For 20 weeks after sustaining the career-threatening setback, Killeen was reliant on crutches, with her right leg in a DonJoy brace for 12 weeks, 24 hours a day.
“I had surgery to reattach it (hamstring),” Killeen explains. “It was done by a brilliant surgeon, Denis Collins in Santry. He warned me that the surgery was the easy part – and the rehab would be the tough part.”
“I remember when I got the result of the injury, it felt like my world was crashing down.”
“That might sound dramatic but football and sport was everything to me.”
“But through it all, I had an unbelievable support system and the Dublin team kept me involved, which was huge for my mental health.”
While Killeen has worked hard to ensure that her hamstring is as good as it can be, her current focus is on getting through this current challenge.
“It’s a real fight (for the country) and people have realised the seriousness of it.
“It does seem to have brought the country together in some way and in the hospital, there’s a real atmosphere of doing it together and fighting it together.”
“I quickly had to distance myself from everyone and not to put those I love at risk.”
Killeen admits that while she takes on the virus and is doing all that she can, there’s a frustration when she goes online and reads stories about those who are not obeying Government guidelines.

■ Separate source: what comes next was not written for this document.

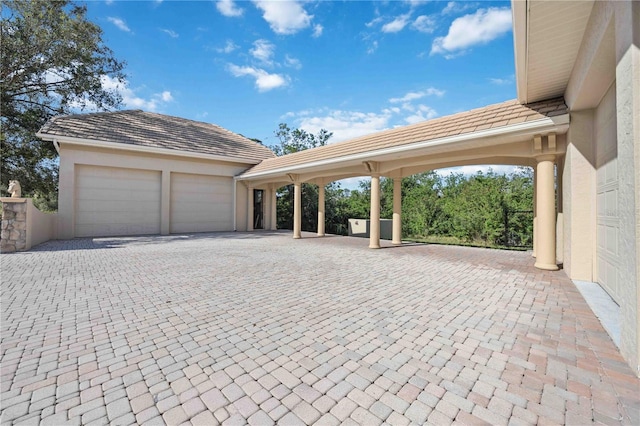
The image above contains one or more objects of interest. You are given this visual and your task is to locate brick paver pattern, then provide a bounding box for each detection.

“It’s very frustrating when I see people out, groups of young kids on social media out together, the videos we’ve seen online. I’m stuck in my room feeling very guilty because when I first got diagnosed, the guilt I had was that I couldn’t go to work.”
“I’m a risk to vulnerable people and then you see people not paying any regard to the fight you’re in. It’s very frustrating.”
Let’s not add to the frustration. let’s do what we need to ourselves and be vocal and unafraid in expressing social disapproval to those who just don’t get it.